You can't do anything about it, so you will have to think about how to find that edge.
Edit: can't reply
> There is a thing called employment at will. Particularly in California. Makes firing fast.
That doesn't protect you as an employer from litigation over Unfair Dismissal or Wrongful Termination
> There is nothing particularly risky about firing employees in many cases
Depends on how much documentation you have and how egregious of a mistake the offending employee has had, as the line between perf-based (allowed) and pretextual (not allowed) termination is thin
> economy covers basics, and not enough new companies appear to offer new good products.
A highly performant and impactful company is orthogonal to mass employment.
Compare Costco with Walmart - Costco pays superior salaries and benefits compared to Walmart with significant upward mobility and is able to outcompete Walmart's revenue per employee.
But Costco only employed 341k people compared to Walmart 2.1 million. The reality is Costco is very employer supportive but also significantly more selective about the employees they hire.
---
Life is competitive. You will have to compete no matter what.
avmich|14 days ago
There is a thing called employment at will. Particularly in California. Makes firing fast.
There is nothing particularly risky about firing employees in many cases. 2 months firing is a joke compared with 4 months at least, which those same companies spend looking for talent.
The main reason is not enough ideas what to do - economy covers basics, and not enough new companies appear to offer new good products.
nobody9999|13 days ago
Now? That's been the case since at least the 1980s, at least in non-union jobs.

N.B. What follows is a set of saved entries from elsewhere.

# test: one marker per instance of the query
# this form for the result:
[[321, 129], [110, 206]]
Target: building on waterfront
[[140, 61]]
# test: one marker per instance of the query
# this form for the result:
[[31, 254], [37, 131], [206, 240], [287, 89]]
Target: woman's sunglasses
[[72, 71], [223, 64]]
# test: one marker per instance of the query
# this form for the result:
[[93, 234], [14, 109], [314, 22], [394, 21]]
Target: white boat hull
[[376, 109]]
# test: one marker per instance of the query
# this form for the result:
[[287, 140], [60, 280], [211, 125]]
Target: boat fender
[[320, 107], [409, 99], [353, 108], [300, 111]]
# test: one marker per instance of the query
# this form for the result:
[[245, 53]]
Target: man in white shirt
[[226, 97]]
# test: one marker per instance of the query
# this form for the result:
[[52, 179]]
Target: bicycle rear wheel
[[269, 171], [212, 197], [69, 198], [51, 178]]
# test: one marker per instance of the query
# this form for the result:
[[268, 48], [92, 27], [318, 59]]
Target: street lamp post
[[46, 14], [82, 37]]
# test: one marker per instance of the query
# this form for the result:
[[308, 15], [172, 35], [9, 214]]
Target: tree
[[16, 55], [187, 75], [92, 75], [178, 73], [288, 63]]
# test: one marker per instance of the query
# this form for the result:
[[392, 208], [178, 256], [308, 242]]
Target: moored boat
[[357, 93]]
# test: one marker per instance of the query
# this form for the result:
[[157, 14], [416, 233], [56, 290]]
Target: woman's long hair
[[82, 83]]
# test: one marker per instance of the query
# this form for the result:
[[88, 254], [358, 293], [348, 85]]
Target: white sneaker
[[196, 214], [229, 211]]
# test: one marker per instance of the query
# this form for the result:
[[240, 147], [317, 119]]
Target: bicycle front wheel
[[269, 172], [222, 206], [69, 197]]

What makes you think things were different before the "now" you reference?
_DeadFred_|14 days ago
array_key_first|13 days ago
My company, and no I won't say who, have fired hundreds of devs without recourse. And not in official layoffs, mind you.
Not to mention for the first 90 days or so you're fresh meat. Firing you is trivial. But, even past that, you don't need performance reasons to fire someone. You can fire someone for cultural fit, if you want. At will employment is the norm.
Companies are doing far, far too much. You don't need all those stacks of paperwork. You just don't. Am I saying that everyone company is wrong and stupid? Yes, I am. It's become a cargo cult, a self serving beast. You don't need it.